The NESD is maintaining their focus and goal of in-person learning, with virtual distance learning only being used in the case of an outbreak.
North East School Division 2
The North East School Division (NESD) has surpassed 300 student COVID-19 cases since the return to school.

EAST CENTRAL — The North East School Division (NESD) has surpassed 300 student COVID-19 cases since the semester started in January, a “significant increase”  from under 10 in December.

Stacy Lair, NESD’s acting director of education, discussed the numbers with the East Central Recorder on Jan. 24. She attributed the increase to the omicron variant.

The responsibility of reporting the cases to the student’s school relies on the student’s family. Due to the Saskatchewan Health Authority not overseeing the process, Lair said the numbers are a representation of what families do choose to share.

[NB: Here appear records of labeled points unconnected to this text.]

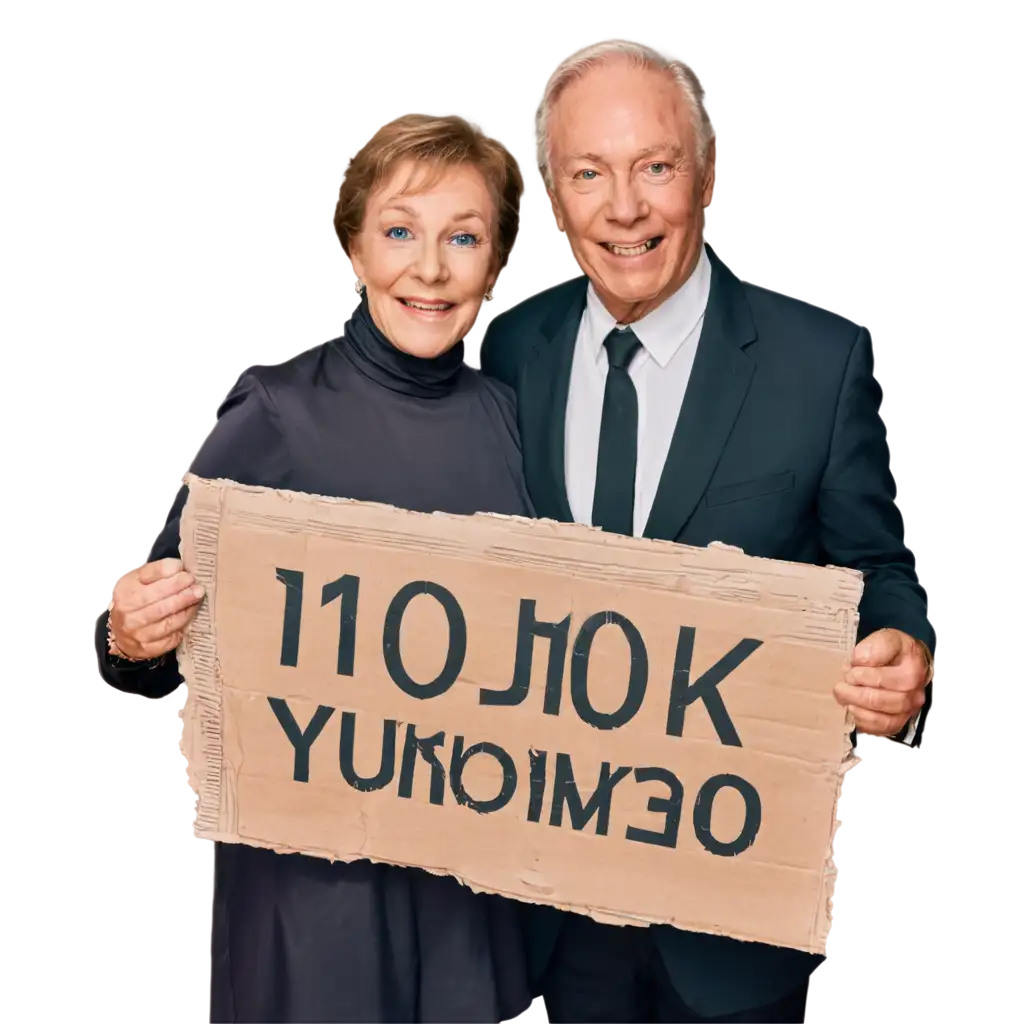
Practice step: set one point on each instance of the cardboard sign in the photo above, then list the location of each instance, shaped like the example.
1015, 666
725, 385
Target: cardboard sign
632, 729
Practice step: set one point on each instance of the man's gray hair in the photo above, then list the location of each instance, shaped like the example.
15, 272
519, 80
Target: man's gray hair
636, 54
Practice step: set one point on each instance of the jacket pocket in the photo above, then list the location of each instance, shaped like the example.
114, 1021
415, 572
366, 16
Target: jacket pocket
750, 488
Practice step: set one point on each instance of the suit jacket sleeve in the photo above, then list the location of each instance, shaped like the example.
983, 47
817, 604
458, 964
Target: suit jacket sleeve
245, 442
500, 358
860, 524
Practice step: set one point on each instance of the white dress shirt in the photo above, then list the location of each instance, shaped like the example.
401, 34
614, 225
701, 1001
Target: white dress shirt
660, 373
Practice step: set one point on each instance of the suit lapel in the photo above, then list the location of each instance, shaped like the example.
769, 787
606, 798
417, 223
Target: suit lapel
718, 386
545, 387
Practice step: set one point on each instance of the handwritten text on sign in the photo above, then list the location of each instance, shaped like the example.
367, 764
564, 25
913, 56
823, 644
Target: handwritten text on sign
635, 730
565, 795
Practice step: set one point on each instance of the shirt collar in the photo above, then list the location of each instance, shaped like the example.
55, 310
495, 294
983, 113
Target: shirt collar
664, 330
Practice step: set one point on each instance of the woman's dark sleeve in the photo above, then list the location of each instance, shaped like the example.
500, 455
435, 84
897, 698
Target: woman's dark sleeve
246, 443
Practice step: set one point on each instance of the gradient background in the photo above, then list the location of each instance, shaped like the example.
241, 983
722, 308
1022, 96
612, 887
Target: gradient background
163, 186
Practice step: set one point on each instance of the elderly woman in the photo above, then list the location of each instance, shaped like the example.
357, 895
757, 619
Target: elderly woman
384, 411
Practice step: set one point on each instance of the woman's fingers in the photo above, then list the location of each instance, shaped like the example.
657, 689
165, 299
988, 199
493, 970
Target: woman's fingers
152, 606
166, 627
138, 620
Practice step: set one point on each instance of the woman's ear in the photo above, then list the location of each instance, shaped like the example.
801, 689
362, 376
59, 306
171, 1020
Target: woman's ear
354, 260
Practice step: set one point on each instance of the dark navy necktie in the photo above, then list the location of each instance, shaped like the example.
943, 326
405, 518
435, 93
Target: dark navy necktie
616, 453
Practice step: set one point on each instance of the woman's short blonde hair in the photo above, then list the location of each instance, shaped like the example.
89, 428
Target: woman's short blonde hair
436, 142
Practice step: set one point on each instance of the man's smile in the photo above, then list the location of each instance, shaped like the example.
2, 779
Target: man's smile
636, 249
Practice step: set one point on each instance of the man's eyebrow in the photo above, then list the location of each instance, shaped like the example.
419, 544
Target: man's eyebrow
671, 147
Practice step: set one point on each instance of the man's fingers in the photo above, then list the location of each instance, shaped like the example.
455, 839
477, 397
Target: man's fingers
878, 700
897, 677
879, 649
160, 569
876, 724
138, 619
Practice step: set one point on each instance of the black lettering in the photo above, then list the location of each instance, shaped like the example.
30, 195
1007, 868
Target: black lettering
510, 776
346, 755
702, 809
427, 750
299, 738
565, 794
706, 688
347, 588
292, 580
637, 686
529, 629
538, 782
671, 807
457, 640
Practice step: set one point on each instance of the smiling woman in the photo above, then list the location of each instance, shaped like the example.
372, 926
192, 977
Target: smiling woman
386, 410
425, 212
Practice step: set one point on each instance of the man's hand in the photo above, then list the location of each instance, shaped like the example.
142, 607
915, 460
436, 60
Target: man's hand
153, 604
885, 682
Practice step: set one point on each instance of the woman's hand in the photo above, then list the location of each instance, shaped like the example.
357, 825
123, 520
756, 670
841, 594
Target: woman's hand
153, 604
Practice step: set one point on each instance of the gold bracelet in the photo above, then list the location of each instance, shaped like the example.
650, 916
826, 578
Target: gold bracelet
112, 643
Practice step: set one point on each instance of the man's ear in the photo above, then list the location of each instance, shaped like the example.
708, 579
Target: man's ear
708, 176
553, 209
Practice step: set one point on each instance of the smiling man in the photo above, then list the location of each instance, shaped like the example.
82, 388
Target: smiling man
660, 395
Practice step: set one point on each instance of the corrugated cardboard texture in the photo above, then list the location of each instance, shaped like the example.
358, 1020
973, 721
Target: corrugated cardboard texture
516, 816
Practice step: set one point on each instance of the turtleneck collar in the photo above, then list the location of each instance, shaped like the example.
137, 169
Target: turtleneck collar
376, 357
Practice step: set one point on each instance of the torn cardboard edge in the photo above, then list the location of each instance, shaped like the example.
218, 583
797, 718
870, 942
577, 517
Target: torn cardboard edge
200, 714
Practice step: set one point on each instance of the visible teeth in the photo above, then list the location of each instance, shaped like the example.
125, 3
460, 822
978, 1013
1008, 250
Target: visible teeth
633, 250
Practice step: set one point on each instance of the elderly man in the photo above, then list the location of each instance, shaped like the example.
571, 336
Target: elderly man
662, 396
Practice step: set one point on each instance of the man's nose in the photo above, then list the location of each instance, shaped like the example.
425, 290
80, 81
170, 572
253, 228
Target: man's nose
626, 205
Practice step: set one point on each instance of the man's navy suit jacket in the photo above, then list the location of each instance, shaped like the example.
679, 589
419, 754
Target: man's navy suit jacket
778, 450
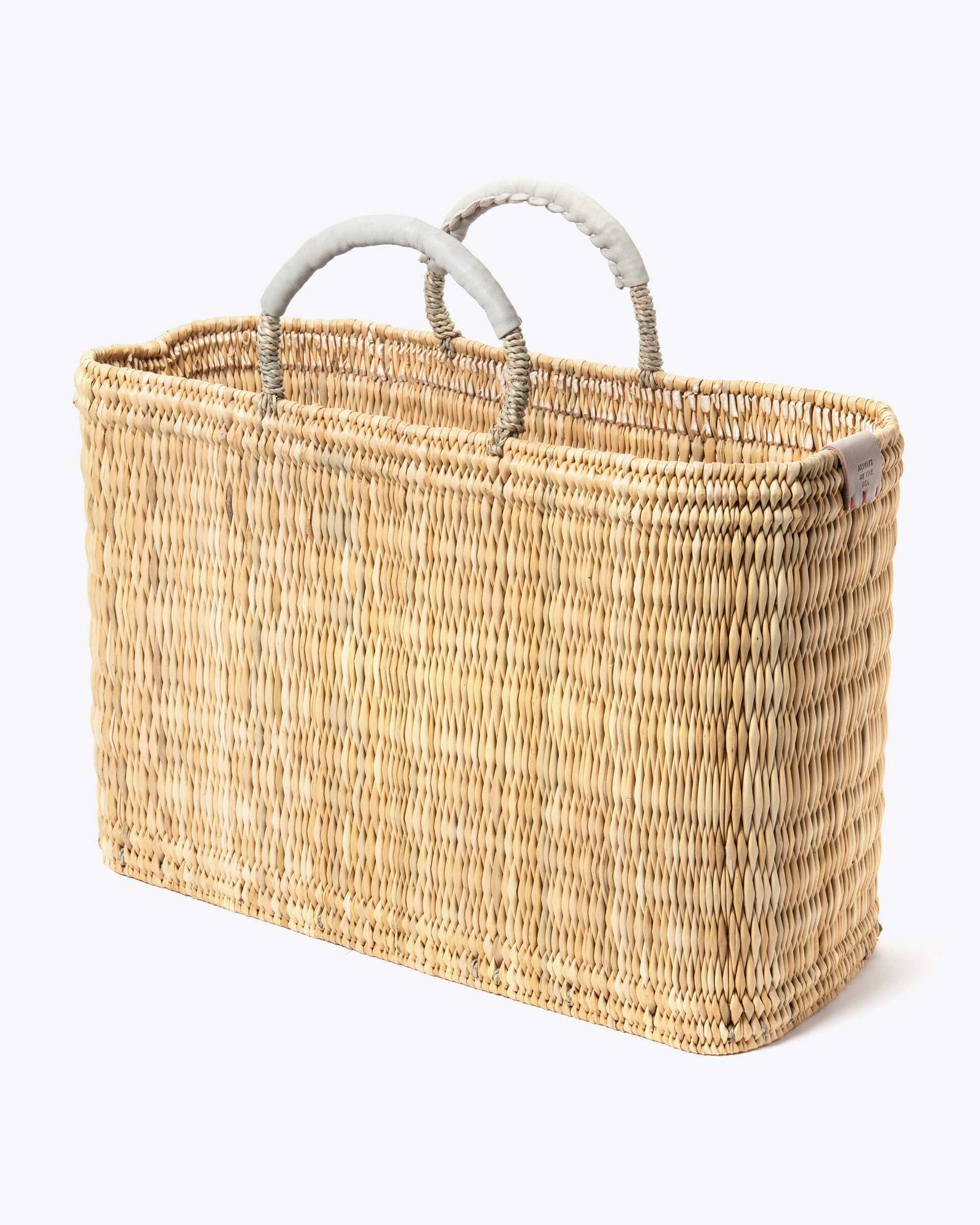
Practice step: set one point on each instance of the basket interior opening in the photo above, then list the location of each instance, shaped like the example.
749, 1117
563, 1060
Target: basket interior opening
386, 372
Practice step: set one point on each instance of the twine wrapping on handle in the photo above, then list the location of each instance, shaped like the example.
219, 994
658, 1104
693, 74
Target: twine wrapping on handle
591, 218
433, 244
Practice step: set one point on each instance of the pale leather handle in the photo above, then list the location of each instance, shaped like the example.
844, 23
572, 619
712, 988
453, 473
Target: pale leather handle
589, 216
433, 244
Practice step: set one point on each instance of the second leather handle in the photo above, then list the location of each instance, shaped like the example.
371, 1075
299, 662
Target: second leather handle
589, 216
433, 244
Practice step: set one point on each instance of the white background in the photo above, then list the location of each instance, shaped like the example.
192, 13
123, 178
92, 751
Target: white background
801, 179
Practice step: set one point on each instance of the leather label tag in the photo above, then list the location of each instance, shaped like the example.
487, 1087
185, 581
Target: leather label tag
861, 458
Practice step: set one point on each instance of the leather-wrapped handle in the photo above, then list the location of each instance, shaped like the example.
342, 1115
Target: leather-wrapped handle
582, 211
433, 244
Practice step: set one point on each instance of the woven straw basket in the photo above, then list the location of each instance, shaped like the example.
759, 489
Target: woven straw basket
560, 680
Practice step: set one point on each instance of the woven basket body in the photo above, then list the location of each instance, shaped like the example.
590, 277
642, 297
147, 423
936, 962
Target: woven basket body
598, 726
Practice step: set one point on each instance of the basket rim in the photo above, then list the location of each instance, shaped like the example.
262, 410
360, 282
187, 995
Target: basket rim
316, 424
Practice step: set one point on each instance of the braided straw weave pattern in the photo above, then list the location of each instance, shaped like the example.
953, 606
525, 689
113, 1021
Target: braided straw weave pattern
597, 724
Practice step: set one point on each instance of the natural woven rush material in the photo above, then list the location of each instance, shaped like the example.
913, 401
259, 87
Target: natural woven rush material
598, 726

“In a short amount of time we did see that those numbers were significant and also distributed throughout the school division as well. So we do definitely have families reporting from every corner of our division,” Lair said. “We really appreciate the support that they have in staying home when not well, reporting to us so we can send close contact information and hopefully ride this wave out.”

The NESD is maintaining their focus and goal of in-person learning, with virtual distance learning only being used in the case of an outbreak.

Lair said the Division is using a shift in goals from “stopping the spread in schools” that was used earlier in the pandemic to “slowing the spread” to maintain in-person learning – a shift that Lair said can’t be understated.

“Our schools and our mandate definitely was to stop the spread so if we had cases in the classroom or the school it was significantly more rare than it is now and we would sometimes pause in-person learning, all extracurricular and have a different outlook,” Lair said.

“If we had a case in the classroom we often would send the class home for a period of time for online learning… Now with our goal to maintain in-person learning we could have a case in the classroom and notify parents of the close contact but maintain learning in our buildings.” 

Precautions include continued enhanced cleaning measures, group cohorting, pause on extracurricular travel visited weekly, and the requirement of disposable masks which are provided by the schools.

“If there is a time when we cannot maintain our staffing numbers, that is a time when we have to switch to virtual learning. Our teachers have some virtual platforms organized for that occasion, but we’re optimistic and hopeful that we can maintain our in-person learning.”

Lair said the NESD is also dealing with staff vacancies, resulting in reassigning staff internally to keep schools open – although buses have been one aspect heavily impacted. The division has had “numerous” unfilled routes throughout the past week.

“Bus drivers are ill with symptomatic regular season colds, flus, and a wave from COVID as a result of some testing – all those things are compiled up on an already low number of sub drivers,” she said.

“We’re always advertising and looking for bus drivers so that’s not a very big sub pool and so that’s a little bit of a concern for us since we know families rely on that service to and from school.”

Another impact with drivers is the cold weather, resulting in even more buses being able to run.

“That’s something that’s impacting attendance, especially elementary attendance we’re seeing it impacted a little bit more right now.”

In response, Lair said the Division is doing what they can to fill the pool with substitute drivers and some families have been driving their own children to school when able.

Over 90 per cent of NESD staff is fully vaccinated, with the remainder using rapid antigen testing on a weekly basis.